Shares in Rolls-Royce Holdings (LSE: RR) climbed 82p (8.7%) to 1,028p, taking them up more than 25% over the past 12 months. Full-year results released on 14 February showed revenue up 8% to £12.2 billion, pre-tax profit up 24% to £1.4 billion, and earnings per share up 22% to 59.27p. That resulted in an 11% dividend lift to 19.5p per share.
Since then, Rolls-Royce has announced a new $40 million contract to provide "equipment and related services to power the flow of natural gas through the Uzbekistan section of the Turkmenistan-China natural gas pipeline".
Forecasts for 2013 put the shares on a P/E of 15.5, which is not high for a quality company, and there's a further dividend hike expected, to yield 2.1%.
ISAs, SIPPs, stockbroking... it's all added up to a great month for Hargreaves Lansdown (LSE: HL), whose share price powered up a whopping 176p (25%) to 867p in February -- and that's on top of a strong year that has seen the price nearly double.
On 6 February, first-half results showed record revenue of £140 million, up 24%, with pre-tax profit up 30% to a record £93.7 million. The firm now has £30.4 billion in assets under administration -- and yes, that's also a new record.
Forecasts for the full year suggest a 25% rise in earnings per share, but that does put the shares on a prospective P/E of 28, which is about twice the long-term FTSE average -- many will see that as a bit pricey.
ITV (LSE: ITV) shares had a good February, rising 9.5p (8.2%) to 124p. In addition, you would have had become eligible for a final dividend of 1.8p per share (for a full-year total of 2.6p, and a yield of 2%), plus a special dividend of 4p per share, after the broadcaster revealed 2012 results on Wednesday.
While some companies dependent on traditional advertising revenues have struggled, ITV's mix of TV with digital, online and interactive media is reaping rewards. Even with the shares having gained 45% over the past 12 months, 2012 earnings per share put them on a P/E of 13, and forecasts for 2013 and 2014 drop that ratio to 12 and 11 respectively.
Shares in aerospace and defence engineer BAE Systems (LSE: BA) gained a modest 15p (4.4%) to 355p during February, so why am I including the company here? Well, in addition to BAE being a constituent of the Fool's Beginners' Portfolio, that rise is still a decent one-month performance. And there is also a final dividend of 11.7p per share to be added, announced with full-year results on 21 February, making a full-year payout of 19.5p per share for a 5.7% yield.

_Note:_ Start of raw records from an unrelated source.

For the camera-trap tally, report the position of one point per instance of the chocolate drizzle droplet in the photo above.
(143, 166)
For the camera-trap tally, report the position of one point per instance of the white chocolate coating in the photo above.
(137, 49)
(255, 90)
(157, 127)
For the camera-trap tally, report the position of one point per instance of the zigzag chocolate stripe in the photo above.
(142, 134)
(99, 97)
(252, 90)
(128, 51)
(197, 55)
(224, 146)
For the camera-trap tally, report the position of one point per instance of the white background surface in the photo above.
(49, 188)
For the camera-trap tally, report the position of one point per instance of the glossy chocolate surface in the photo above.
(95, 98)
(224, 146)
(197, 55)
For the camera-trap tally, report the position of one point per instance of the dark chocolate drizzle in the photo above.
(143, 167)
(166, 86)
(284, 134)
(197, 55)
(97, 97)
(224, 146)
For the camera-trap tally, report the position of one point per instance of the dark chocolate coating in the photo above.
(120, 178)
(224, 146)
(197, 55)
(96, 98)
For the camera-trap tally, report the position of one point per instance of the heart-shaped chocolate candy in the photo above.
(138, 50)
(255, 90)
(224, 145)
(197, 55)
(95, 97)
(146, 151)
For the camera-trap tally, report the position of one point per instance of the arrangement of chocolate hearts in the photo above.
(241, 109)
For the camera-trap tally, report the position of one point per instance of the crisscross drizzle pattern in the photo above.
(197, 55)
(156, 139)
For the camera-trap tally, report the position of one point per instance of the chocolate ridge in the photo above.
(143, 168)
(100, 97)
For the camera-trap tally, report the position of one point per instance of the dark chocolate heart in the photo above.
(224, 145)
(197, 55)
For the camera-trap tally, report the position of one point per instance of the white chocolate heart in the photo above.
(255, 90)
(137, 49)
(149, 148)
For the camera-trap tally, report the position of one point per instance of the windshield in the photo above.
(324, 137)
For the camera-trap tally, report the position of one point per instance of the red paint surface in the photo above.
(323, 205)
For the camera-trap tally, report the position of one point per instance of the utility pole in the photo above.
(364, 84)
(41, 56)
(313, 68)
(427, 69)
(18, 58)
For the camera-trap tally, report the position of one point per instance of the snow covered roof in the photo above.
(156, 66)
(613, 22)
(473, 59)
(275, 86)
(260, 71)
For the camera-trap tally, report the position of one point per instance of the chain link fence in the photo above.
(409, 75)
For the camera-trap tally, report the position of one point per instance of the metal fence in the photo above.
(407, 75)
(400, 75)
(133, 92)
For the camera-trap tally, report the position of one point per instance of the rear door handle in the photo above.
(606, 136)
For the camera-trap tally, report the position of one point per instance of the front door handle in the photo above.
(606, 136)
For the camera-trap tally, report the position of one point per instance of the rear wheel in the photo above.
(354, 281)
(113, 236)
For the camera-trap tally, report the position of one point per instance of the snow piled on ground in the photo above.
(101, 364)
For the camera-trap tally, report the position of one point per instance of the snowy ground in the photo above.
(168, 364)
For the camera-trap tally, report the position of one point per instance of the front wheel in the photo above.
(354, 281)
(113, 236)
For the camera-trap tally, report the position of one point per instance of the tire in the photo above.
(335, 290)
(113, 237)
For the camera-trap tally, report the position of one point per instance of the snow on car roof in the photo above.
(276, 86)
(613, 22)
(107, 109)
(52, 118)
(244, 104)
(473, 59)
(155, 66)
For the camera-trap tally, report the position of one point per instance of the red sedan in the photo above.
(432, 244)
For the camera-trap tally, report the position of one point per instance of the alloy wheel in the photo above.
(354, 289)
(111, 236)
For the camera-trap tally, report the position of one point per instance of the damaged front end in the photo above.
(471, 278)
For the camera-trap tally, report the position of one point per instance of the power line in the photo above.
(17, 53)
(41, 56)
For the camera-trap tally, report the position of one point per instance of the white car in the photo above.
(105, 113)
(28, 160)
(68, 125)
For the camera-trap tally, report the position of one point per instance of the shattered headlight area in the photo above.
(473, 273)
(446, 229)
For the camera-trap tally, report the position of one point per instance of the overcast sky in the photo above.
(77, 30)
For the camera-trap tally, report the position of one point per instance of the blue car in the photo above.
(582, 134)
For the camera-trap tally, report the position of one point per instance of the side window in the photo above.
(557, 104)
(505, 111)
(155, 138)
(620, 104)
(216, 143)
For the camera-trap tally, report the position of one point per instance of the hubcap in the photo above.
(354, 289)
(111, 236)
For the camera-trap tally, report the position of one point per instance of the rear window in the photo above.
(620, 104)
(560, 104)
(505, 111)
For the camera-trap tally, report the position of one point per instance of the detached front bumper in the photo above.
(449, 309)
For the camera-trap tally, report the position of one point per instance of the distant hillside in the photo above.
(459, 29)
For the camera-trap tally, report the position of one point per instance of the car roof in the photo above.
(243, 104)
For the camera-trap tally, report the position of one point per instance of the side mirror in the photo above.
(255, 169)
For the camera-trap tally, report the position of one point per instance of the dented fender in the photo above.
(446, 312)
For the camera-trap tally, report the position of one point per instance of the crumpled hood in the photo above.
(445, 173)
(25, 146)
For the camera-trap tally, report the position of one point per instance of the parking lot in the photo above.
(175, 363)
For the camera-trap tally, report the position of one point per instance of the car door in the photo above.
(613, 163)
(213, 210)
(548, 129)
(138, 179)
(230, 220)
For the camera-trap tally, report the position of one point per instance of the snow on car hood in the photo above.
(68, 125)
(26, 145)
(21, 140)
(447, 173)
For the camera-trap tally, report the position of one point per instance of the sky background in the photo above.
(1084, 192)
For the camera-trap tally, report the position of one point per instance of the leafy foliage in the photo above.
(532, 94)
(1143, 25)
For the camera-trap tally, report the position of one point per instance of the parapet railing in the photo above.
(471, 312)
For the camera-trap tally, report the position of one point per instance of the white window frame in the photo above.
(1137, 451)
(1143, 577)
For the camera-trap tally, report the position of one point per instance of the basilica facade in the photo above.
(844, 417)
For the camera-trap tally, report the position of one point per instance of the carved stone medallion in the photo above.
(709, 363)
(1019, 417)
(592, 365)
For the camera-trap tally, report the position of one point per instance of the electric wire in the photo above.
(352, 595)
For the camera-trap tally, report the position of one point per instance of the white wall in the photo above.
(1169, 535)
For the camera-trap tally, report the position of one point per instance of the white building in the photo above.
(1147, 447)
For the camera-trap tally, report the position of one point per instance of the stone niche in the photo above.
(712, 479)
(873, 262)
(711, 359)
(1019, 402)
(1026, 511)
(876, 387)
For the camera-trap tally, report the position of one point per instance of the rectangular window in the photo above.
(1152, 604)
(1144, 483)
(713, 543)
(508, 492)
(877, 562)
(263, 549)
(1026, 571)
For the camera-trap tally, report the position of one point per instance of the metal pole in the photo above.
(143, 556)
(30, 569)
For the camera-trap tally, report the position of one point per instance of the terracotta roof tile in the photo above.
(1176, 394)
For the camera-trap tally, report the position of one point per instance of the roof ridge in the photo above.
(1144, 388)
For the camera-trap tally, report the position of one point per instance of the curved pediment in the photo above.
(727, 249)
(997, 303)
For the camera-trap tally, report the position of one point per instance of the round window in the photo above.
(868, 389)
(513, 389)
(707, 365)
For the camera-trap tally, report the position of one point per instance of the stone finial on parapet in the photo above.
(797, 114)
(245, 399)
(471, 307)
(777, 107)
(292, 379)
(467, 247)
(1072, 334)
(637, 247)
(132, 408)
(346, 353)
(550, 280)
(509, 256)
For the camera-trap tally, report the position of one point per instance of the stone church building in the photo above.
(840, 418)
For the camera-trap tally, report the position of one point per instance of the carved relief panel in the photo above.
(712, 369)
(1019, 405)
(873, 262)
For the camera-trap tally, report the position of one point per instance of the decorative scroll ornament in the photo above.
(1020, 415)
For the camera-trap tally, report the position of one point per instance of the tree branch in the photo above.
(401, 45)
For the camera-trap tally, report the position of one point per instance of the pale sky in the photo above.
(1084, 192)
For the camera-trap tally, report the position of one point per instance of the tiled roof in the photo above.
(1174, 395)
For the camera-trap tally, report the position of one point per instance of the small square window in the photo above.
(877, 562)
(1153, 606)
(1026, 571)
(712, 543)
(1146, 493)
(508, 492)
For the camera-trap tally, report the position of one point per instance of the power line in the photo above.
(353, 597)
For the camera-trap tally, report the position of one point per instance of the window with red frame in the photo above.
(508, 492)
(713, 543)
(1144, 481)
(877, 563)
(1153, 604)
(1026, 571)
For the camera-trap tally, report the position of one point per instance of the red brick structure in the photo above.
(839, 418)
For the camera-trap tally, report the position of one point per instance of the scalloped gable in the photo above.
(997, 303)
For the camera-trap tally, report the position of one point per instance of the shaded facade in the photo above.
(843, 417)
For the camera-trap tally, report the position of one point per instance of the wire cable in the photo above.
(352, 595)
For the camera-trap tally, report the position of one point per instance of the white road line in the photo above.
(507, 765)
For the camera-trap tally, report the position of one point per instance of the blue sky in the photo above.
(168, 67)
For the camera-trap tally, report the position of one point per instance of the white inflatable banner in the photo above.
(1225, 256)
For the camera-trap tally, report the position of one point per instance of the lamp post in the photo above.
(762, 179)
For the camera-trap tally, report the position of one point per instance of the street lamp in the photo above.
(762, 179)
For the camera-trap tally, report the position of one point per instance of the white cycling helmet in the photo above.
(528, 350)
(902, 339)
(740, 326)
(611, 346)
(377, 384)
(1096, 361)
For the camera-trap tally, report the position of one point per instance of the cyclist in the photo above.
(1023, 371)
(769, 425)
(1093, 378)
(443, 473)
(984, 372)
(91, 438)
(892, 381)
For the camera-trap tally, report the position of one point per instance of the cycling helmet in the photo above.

Although 2012 operating profit fell 6% to £1.9 billion, underlying earnings per share of 38.9p puts the shares on a P/E of only 9.1, and that falls to 8.3 based on forecasts for 2013 -- the company told us it anticipates modest growth this year.
Finally, all of these companies pay dividends, and that can make a huge difference to the long-term value of a portfolio. Whether you take the income to live on or reinvest it in more shares, there's nothing wrong with good old cash, whatever your strategy.